March 1, 2026 by Mike Manazir – (4-5 minutes)
The most powerful leadership moments don’t feel important at the time
Life has a way of surprising us with the most unexpected connections.
Sometimes, what feels like a passing moment—a casual conversation, a simple question—becomes a turning point only Providence could have orchestrated. I learned that lesson at 15,000 feet over the Florida Straits.
May 1998. I was flying an F-14D Tomcat out of NAS Key West with my backseater, Doug “Muddy” Waters. We were there for air combat training, set to intercept an Air Force F-15 Eagle flown by Major Ragan “Hornet” Nicholl out of Homestead Air Force Base.

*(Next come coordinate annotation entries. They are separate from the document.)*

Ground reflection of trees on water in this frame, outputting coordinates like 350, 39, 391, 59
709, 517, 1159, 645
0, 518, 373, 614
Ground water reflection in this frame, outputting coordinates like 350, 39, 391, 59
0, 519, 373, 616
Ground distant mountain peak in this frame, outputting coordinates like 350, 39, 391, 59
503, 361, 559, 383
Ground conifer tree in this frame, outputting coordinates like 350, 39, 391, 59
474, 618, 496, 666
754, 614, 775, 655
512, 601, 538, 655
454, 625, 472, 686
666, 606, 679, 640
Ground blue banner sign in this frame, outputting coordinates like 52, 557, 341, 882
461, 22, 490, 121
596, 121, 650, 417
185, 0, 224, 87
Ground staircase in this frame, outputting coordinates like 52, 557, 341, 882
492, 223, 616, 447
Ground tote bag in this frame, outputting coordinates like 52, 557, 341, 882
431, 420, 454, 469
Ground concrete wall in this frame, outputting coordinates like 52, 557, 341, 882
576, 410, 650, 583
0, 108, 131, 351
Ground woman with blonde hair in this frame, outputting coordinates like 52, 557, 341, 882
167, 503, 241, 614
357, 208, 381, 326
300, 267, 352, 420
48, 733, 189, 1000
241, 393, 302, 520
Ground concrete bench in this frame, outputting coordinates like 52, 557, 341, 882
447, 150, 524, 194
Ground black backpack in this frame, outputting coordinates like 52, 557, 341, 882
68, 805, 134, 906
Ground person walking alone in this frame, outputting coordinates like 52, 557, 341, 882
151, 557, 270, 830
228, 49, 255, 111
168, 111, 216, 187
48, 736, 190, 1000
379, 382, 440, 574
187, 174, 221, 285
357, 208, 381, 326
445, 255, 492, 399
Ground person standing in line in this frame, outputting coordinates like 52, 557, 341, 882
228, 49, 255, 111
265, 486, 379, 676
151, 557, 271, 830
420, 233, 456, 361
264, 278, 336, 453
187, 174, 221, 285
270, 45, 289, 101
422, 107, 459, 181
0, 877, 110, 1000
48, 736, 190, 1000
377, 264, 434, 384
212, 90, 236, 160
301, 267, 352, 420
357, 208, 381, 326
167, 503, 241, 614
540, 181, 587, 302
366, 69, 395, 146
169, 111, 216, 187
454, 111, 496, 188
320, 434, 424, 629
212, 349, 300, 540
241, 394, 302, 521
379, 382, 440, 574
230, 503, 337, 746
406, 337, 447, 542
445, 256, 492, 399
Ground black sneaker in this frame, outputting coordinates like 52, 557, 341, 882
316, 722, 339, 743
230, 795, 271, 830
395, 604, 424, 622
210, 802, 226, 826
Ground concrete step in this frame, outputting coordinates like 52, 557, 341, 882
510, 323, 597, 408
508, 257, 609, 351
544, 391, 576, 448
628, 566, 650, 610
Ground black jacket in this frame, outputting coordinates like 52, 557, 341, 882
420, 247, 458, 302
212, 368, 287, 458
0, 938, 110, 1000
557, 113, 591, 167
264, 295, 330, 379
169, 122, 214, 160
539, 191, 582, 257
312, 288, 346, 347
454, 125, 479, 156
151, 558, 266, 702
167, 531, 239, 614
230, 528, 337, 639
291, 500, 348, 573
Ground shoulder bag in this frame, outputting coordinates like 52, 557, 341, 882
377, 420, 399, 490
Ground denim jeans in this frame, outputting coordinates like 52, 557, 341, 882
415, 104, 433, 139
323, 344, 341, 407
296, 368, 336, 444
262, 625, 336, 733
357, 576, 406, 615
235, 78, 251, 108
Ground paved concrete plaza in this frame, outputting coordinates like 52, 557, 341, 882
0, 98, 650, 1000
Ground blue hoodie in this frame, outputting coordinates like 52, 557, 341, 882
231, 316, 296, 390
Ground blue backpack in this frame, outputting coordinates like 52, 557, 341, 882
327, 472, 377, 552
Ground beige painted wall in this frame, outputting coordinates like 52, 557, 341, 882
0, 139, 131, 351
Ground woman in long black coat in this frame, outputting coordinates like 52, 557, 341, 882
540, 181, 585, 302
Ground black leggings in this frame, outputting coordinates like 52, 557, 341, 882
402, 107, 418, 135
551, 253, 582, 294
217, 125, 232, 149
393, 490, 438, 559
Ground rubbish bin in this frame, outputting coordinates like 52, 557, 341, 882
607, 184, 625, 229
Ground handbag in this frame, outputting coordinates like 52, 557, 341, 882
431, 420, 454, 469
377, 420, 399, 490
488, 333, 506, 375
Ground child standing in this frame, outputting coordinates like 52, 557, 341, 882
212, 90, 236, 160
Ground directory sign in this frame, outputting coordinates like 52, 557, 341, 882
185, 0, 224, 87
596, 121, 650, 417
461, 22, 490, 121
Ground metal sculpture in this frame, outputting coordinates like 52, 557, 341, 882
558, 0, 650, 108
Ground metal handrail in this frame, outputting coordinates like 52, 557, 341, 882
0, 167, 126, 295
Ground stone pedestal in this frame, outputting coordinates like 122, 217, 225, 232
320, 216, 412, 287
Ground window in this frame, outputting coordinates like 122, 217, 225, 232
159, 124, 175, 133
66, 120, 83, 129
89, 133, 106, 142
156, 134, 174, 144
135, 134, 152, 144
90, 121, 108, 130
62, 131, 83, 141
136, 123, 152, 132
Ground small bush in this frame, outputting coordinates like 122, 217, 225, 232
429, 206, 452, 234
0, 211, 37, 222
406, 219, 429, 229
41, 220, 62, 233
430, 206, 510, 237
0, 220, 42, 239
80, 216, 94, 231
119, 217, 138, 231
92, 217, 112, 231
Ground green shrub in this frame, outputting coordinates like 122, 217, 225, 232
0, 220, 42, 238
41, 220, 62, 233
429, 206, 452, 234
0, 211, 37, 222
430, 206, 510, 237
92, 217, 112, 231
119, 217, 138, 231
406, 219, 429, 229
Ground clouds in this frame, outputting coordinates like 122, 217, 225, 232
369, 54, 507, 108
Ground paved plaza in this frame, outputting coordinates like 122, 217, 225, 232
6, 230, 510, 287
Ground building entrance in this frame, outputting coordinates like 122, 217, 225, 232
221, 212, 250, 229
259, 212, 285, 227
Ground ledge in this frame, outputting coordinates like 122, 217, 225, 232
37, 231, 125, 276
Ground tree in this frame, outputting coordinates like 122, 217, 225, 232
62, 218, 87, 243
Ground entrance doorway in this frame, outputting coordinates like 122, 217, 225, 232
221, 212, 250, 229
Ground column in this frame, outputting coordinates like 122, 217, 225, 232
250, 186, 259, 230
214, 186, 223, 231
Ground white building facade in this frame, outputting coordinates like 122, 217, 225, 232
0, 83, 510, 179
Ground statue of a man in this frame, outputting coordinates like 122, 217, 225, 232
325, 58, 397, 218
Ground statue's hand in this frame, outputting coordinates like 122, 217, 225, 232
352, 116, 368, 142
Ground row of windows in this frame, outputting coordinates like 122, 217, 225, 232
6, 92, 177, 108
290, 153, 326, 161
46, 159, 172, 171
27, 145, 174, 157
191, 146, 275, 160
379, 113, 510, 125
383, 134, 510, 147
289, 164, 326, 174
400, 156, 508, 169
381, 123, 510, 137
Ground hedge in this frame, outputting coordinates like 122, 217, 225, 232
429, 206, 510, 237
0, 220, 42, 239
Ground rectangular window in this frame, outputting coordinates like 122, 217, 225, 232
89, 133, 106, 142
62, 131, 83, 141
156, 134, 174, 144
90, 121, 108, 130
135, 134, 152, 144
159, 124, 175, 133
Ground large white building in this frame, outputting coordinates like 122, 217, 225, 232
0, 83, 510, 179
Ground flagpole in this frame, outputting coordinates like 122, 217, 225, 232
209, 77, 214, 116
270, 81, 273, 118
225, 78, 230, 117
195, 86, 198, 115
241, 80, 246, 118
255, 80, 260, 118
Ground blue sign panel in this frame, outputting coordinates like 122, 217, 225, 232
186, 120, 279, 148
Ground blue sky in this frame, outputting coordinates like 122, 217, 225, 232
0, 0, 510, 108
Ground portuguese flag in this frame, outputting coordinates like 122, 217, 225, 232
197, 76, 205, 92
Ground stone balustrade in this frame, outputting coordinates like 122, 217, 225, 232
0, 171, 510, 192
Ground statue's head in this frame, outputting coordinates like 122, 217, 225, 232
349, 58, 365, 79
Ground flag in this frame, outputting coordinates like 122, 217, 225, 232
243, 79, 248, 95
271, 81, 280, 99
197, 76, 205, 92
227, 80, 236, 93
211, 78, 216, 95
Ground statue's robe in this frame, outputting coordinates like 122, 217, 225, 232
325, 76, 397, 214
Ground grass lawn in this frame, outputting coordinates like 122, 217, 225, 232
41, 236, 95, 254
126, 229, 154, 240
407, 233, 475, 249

This wasn’t casual flying. This was a fight.
The F-15 Eagle was—and still is—one of the finest fighters in the world. I respected it. But I also trusted my Tomcat, my Top Gun training, and my experience. Muddy and I felt good about our chances.
The first engagement was anything but reassuring.
Hornet maneuvered brilliantly. He slipped behind my wing line, put me in his gun sights, and I heard the call over the radio: “Pipper’s on… guns kill on Nasty. Knock it off.”
We were dead.
I didn’t see it coming. And I was not happy.
We reset. Second fight. This time, after a hard sixty seconds of rolling, reversing, and pulling to the limits of the jet, I got the advantage and called the kill. One apiece.
One final round. Low fuel. Full commitment.
We fought from 25,000 feet all the way down to the hard deck at 5,000 feet—maximum G, full afterburners, neither willing to give an inch. When it ended, neither of us had anything left.
A draw.
We pulled alongside each other, exchanged the fighter pilot salute, and headed home. It was on the flight back that the full weight of the moment hit me.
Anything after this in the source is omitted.